El ‘Chariot Tide’, sancionado por la UE y Reino Unido, se dirige hacia Marruecos

España informó el martes que está vigilando la situación de un petrolero que sufrió una falla mecánica en el Mediterráneo, pero que está sujeto a sanciones internacionales por ser presuntamente parte de la flota fantasma usada por Rusia para exportar crudo eludiendo las restricciones occidentales impuestas a raíz de su guerra en Ucrania.
El ‘Chariot Tide’, un barco registrado bajo bandera de Mozambique, navega actualmente a 7 nudos con destino a Tánger Med [en Marruecos, ndlr], tras haber reparado su motor», indicó a AFP una fuente del Ministerio español de Transportes.
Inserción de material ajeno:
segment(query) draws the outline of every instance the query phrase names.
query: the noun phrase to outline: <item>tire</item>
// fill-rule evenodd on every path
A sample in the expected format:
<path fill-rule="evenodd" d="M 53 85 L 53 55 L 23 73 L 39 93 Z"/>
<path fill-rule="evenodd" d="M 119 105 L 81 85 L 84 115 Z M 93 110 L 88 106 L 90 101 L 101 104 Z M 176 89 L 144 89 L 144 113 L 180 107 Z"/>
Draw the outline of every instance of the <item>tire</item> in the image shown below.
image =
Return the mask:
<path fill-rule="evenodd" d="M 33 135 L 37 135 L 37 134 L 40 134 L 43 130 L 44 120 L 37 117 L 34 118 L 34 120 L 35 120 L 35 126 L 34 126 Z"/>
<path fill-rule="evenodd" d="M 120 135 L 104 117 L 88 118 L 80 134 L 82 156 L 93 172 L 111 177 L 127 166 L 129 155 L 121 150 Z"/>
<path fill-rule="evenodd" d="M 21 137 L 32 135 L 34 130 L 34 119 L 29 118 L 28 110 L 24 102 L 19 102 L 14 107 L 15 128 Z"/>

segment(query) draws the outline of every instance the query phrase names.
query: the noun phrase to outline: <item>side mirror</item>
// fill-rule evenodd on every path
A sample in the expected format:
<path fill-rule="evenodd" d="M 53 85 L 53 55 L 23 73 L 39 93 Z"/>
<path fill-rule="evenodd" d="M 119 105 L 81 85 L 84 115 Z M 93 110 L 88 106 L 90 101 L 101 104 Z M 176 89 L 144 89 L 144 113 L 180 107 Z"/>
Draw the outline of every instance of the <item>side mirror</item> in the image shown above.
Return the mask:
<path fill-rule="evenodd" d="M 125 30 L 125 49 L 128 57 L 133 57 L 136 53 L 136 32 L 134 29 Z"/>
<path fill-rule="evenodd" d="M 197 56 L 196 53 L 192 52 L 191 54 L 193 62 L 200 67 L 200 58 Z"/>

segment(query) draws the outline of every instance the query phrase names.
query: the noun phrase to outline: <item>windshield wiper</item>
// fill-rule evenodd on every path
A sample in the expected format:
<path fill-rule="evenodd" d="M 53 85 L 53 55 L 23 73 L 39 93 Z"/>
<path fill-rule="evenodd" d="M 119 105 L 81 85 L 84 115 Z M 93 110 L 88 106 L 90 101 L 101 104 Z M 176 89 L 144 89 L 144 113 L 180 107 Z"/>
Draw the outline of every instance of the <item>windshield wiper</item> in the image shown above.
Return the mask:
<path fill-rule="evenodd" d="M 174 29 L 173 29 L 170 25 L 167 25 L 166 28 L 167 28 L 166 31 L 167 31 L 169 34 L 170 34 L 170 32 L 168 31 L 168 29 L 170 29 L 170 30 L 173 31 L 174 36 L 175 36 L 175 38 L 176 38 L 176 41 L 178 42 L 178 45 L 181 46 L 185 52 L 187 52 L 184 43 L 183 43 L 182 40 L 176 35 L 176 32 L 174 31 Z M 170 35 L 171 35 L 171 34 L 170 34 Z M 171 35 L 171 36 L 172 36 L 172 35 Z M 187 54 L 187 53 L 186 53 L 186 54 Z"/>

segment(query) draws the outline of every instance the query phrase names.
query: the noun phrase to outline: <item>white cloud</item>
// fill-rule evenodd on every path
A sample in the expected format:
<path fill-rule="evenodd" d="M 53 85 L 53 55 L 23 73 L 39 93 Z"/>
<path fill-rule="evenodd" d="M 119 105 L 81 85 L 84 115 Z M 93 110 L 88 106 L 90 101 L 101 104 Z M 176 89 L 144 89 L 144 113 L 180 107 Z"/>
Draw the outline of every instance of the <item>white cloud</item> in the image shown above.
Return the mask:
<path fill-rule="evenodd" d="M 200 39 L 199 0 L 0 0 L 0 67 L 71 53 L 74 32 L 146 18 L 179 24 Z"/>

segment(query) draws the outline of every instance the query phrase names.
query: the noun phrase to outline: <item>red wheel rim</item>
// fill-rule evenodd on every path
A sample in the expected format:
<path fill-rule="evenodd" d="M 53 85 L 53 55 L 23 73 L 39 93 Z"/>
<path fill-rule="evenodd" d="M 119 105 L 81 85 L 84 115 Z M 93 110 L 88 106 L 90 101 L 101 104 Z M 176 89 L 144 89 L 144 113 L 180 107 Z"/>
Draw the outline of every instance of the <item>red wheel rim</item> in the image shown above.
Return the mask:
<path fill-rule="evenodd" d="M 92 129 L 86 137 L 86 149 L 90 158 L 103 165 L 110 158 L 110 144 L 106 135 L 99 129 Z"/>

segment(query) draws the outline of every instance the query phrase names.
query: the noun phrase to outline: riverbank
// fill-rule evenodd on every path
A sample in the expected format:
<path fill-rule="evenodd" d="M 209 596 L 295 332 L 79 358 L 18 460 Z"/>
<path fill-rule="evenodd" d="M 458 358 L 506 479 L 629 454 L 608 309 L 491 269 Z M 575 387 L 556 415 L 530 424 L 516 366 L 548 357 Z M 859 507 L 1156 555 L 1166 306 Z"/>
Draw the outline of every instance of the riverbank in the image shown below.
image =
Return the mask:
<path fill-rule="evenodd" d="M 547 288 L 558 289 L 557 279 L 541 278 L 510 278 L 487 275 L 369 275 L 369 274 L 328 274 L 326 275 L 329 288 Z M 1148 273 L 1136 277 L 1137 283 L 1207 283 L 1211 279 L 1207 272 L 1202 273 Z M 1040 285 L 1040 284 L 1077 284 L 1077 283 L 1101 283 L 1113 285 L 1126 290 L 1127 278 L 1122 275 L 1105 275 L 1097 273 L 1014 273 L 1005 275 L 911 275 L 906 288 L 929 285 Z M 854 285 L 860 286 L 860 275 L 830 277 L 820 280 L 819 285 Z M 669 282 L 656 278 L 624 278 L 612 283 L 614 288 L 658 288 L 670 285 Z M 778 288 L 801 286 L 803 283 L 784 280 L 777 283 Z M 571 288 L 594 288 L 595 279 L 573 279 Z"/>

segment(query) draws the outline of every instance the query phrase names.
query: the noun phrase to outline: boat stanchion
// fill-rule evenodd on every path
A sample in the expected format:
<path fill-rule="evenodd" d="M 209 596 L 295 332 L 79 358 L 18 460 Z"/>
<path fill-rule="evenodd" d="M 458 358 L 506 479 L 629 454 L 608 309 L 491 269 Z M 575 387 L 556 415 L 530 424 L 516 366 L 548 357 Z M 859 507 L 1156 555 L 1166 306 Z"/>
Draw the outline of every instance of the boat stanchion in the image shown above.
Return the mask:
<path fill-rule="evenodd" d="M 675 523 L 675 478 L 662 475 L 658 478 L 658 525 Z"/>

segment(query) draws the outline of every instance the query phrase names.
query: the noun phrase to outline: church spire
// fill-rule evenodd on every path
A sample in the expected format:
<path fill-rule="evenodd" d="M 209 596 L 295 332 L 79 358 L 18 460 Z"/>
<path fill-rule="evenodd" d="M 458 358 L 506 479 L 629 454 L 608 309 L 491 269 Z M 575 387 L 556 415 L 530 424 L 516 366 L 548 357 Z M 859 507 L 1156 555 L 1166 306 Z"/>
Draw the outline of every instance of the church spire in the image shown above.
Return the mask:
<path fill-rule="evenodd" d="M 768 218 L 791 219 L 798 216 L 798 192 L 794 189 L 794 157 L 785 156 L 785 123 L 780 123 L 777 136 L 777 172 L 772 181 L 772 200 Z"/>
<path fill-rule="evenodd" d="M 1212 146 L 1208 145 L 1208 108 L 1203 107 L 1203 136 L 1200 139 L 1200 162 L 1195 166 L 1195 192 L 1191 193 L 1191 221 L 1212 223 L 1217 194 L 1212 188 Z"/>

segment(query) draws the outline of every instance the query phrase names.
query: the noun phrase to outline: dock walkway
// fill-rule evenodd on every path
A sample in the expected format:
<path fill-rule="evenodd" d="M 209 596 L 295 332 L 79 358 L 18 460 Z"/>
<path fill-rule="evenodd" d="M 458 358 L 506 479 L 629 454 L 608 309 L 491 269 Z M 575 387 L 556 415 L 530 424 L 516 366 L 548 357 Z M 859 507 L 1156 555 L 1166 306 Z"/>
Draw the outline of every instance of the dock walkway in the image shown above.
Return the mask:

El buque, que está sancionado por la Unión Europea y Reino Unido por el transporte de petróleo ruso, se encontraba el 30 de diciembre en una terminal petrolera en el noroeste de Rusia, según datos de seguimiento marítimo de Global Fishing Watch. Posteriormente, este petrolero de 195 metros de eslora «se quedó sin motor el 22 de enero mientras navegaba por el Estrecho» de Gibraltar, según la misma fuente española.
Las autoridades marroquíes asumieron inicialmente la coordinación del rescate, pero el mal tiempo «desplazó al buque hacia el Este en el mar de Alborán», entre España y el norte de África, hasta situarlo a aproximadamente «33 millas» náuticas [unos 60 km] de la costa española, lo que motivó la intervención de la entidad responsable de la seguridad marítima, añadió.
«España ha estado supervisando la situación en todo momento (…) y seguirá haciéndolo hasta que el buque arribe a su puerto de destino», precisó la fuente, indicando que el barco estaba siendo «escoltado» por un buque de Salvamento Marítimo. Ante la consulta de AFP, la misma fuente española no aclaró si el petrolero transportaba crudo ruso afectado por sanciones.
Desde el inicio de la invasión rusa a Ucrania en febrero de 2022, los países occidentales implementaron diversas medidas contra el petróleo ruso con el objetivo de limitar los ingresos que Moscú obtiene por su venta internacional.
Alrededor de 600 barcos están sujetos a sanciones de la Unión Europea, sospechosos de integrar esta flota fantasma (que podría alcanzar hasta 1.400 embarcaciones, según estimaciones), creada por Rusia para evadir estas restricciones y sostener sus exportaciones de crudo.
Francia interceptó la semana pasada al ‘Grinch’, un petrolero incluido en la lista de la flota fantasma rusa, pocos meses después de una operación similar contra el «Boracay», a finales de septiembre.